Das Risiko, seekrank zu werden, wird durch einige Faktoren minimiert. Kreuzfahrtschiffe sind heutzutage mit Stabilisatoren ausgestattet, welche starken Seegang ausgleichen und so das „Rollen“ des Schiffes vermindern. Ausserdem fahren die meisten Kreuzfahrtschiffe in ruhigen Gewässern. Grundsätzlich gilt: Je grösser das Schiff, desto gemächlicher sind auch die Bewegungen.
Die passende Kreuzfahrt
Sollte man Bedenken haben seekrank zu werden, muss einem das Vergnügen einer Kreuzfahrt dennoch nicht erspart bleiben. Um die Chance, seekrank zu werden, zu vermindern, sollten Kabinen am Bug oder Heck gemieden werden und eine Kabine in der Schiffsmitte auf einem mittleren Deck gewählt werden, da hier, am Schiffsmittelpunkt, weniger Bewegung herrscht. Des Weiteren spielt die Route eine erhebliche Rolle. Die Wahrscheinlichkeit für das Aufkommen von Unwetter und Seegang ist z.B. bei Atlantik-Überquerungen und Nordsee-Kreuzfahrten erheblich höher als beispielsweise in den ruhigen Gewässern der Karibik, wo die ruhigste Zeit im Winter ist, oder im Mittelmeer, wo die Chance auf Seegang im Sommer am geringsten ist. Zusätzlich passen Reedereien ihre Routen den Wetterverhältnissen und Jahreszeiten an und können durch präzise Wettervorhersagen Schlechtwetterzonen umfahren.
Methoden zur Vorbeugung von Seekrankheit
Falls noch immer Bedenken bezüglich der Seekrankheit bestehen bleiben, gibt es einige Hausmittel, um dieser entgegenzuwirken.

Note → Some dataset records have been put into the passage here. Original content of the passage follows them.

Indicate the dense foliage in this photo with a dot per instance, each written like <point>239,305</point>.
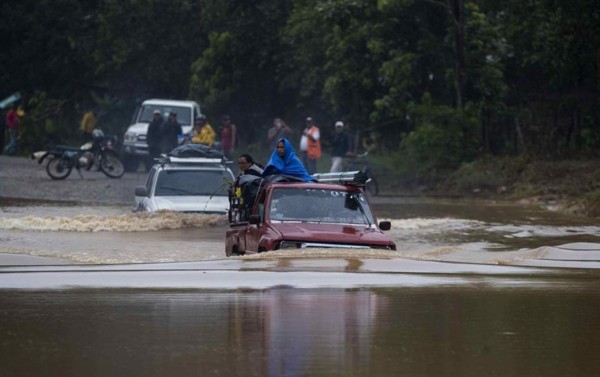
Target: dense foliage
<point>436,82</point>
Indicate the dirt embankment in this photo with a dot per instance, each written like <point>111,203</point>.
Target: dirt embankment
<point>24,178</point>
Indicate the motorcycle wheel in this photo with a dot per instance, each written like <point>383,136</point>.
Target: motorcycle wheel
<point>59,168</point>
<point>111,165</point>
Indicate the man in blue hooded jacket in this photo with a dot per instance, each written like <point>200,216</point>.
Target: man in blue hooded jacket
<point>284,161</point>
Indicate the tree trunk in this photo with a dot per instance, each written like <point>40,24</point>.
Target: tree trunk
<point>456,8</point>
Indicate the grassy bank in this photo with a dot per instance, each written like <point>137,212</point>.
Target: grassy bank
<point>568,186</point>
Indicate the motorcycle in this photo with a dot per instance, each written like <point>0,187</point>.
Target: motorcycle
<point>98,153</point>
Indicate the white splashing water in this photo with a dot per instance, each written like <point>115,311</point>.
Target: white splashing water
<point>132,222</point>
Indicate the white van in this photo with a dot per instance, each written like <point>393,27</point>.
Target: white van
<point>135,148</point>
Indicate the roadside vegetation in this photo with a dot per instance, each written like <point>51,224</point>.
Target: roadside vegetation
<point>466,97</point>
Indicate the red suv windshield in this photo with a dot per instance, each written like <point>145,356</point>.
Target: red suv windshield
<point>320,205</point>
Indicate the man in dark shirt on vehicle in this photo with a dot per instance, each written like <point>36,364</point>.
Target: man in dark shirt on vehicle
<point>341,147</point>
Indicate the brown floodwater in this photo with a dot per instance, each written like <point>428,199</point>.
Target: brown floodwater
<point>445,331</point>
<point>474,289</point>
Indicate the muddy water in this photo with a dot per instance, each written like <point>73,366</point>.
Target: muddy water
<point>464,331</point>
<point>426,318</point>
<point>456,231</point>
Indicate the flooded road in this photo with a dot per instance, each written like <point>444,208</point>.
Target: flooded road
<point>424,331</point>
<point>475,288</point>
<point>453,231</point>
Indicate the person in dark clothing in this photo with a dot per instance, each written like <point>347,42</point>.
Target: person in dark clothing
<point>154,138</point>
<point>171,132</point>
<point>341,147</point>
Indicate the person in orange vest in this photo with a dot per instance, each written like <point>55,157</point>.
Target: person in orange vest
<point>310,146</point>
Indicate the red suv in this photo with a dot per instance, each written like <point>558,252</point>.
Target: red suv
<point>307,214</point>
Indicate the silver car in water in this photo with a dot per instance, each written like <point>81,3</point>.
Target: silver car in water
<point>193,185</point>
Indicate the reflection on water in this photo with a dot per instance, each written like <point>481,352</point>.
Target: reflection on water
<point>289,332</point>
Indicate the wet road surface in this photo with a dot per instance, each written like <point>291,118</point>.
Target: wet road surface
<point>476,288</point>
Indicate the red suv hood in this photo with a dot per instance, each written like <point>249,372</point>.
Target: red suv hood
<point>332,233</point>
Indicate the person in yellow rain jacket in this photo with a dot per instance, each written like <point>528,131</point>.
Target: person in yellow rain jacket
<point>203,132</point>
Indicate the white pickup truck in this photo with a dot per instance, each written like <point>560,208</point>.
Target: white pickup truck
<point>134,141</point>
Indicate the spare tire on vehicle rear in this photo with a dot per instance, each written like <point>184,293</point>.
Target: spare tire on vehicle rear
<point>195,150</point>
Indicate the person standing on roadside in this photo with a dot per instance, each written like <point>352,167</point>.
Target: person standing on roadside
<point>278,131</point>
<point>12,123</point>
<point>310,146</point>
<point>203,132</point>
<point>228,136</point>
<point>154,138</point>
<point>171,133</point>
<point>341,147</point>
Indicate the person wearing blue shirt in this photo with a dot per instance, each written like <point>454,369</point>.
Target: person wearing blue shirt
<point>284,161</point>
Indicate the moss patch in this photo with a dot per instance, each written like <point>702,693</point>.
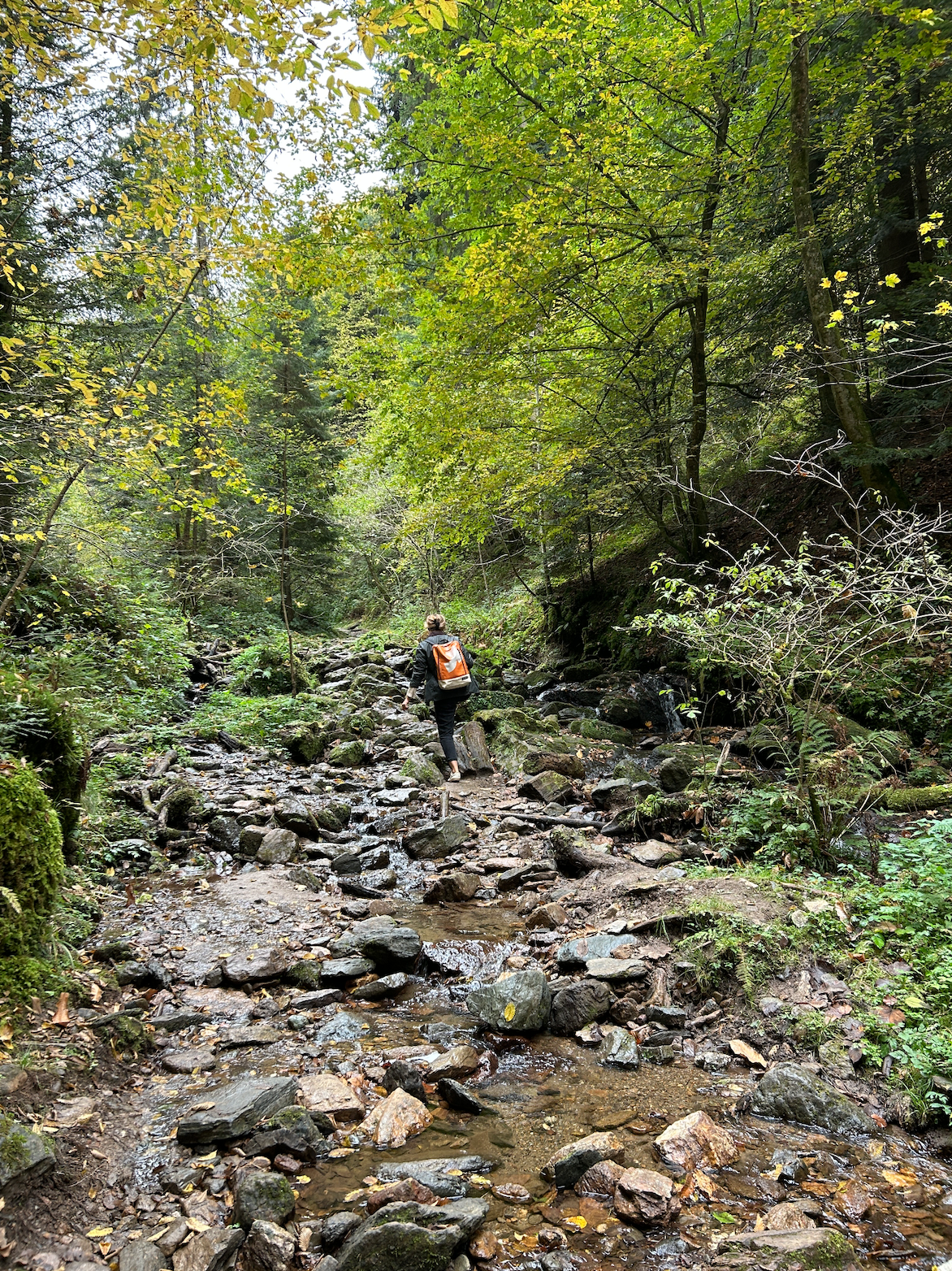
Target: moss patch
<point>31,860</point>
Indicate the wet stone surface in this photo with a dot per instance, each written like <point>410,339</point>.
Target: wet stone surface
<point>265,1078</point>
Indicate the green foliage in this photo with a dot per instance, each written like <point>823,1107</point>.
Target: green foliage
<point>38,726</point>
<point>23,978</point>
<point>265,670</point>
<point>31,858</point>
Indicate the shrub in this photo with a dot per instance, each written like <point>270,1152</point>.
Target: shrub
<point>31,860</point>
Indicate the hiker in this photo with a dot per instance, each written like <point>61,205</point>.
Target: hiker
<point>443,664</point>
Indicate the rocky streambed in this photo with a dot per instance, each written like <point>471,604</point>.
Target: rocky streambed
<point>369,1021</point>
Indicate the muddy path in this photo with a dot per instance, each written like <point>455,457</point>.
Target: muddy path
<point>225,971</point>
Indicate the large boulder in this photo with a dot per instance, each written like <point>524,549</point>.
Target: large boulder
<point>794,1093</point>
<point>396,1119</point>
<point>434,840</point>
<point>548,787</point>
<point>567,1165</point>
<point>412,1237</point>
<point>578,1004</point>
<point>236,1108</point>
<point>31,858</point>
<point>262,1195</point>
<point>517,1003</point>
<point>695,1140</point>
<point>646,1198</point>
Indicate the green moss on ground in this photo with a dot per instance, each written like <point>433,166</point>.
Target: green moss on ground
<point>31,860</point>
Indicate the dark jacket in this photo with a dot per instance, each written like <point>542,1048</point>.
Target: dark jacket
<point>425,671</point>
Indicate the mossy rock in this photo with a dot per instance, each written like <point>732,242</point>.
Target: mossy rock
<point>346,754</point>
<point>37,726</point>
<point>595,730</point>
<point>265,671</point>
<point>306,741</point>
<point>31,860</point>
<point>422,770</point>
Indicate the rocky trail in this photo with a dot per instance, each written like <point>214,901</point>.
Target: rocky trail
<point>367,1021</point>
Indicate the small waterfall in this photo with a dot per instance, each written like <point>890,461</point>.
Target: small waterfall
<point>669,698</point>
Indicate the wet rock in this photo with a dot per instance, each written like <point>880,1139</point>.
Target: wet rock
<point>484,1246</point>
<point>256,965</point>
<point>787,1217</point>
<point>262,1195</point>
<point>339,1227</point>
<point>385,987</point>
<point>457,1061</point>
<point>646,1198</point>
<point>412,1237</point>
<point>173,1235</point>
<point>223,834</point>
<point>567,1165</point>
<point>616,969</point>
<point>578,1004</point>
<point>396,1119</point>
<point>566,766</point>
<point>821,1247</point>
<point>249,1035</point>
<point>671,1017</point>
<point>675,773</point>
<point>434,840</point>
<point>143,975</point>
<point>657,1054</point>
<point>621,1050</point>
<point>477,748</point>
<point>547,917</point>
<point>655,853</point>
<point>267,1248</point>
<point>452,889</point>
<point>576,952</point>
<point>236,1108</point>
<point>323,1092</point>
<point>342,969</point>
<point>517,1003</point>
<point>402,1075</point>
<point>209,1251</point>
<point>277,847</point>
<point>405,1189</point>
<point>458,1097</point>
<point>600,1180</point>
<point>189,1061</point>
<point>792,1093</point>
<point>695,1140</point>
<point>422,770</point>
<point>342,1026</point>
<point>548,787</point>
<point>347,754</point>
<point>143,1256</point>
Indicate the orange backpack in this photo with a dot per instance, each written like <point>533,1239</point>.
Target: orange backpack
<point>452,670</point>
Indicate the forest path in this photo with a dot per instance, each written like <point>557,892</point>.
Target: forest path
<point>249,985</point>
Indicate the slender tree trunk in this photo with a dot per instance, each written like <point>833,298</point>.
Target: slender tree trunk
<point>833,349</point>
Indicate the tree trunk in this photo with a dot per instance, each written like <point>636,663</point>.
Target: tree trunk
<point>833,349</point>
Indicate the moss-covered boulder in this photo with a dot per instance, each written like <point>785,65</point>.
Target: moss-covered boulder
<point>37,726</point>
<point>31,858</point>
<point>265,671</point>
<point>305,741</point>
<point>346,754</point>
<point>422,770</point>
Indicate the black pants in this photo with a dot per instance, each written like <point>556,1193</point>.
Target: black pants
<point>445,716</point>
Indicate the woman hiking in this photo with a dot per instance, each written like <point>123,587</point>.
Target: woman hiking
<point>443,665</point>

Zuerst einmal spielt die Psyche eine wichtige Rolle. Man sollte keine Paranoia entwickeln, sondern sich ablenken und nicht an Seekrankheit denken. Weitere Methoden sind es, an der frischen Luft zu sein und den Horizont zu beobachten und nur leichtes Essen und keinen Alkohol, Tee oder Kaffee zu sich zu nehmen. Akupressur Armbänder, Kaugummis gegen Reiseübelkeit sowie Seekrankheitspflaster, welche man 1 Stunde vor Auslaufen hinter das Ohr klebt, sind weitere Möglichkeiten, Seekrankheit zu vermeiden. Bei Eintritt von Seeübelkeit kann man sich ausserdem an der Rezeption oder beim Schiffsarzt Tabletten aushändigen lassen. Zuletzt lässt sich noch sagen, dass Seeübelkeit so schnell verschwindet, wie sie erscheint, sobald sich die See beruhigt oder man wieder festen Boden unter den Füssen hat.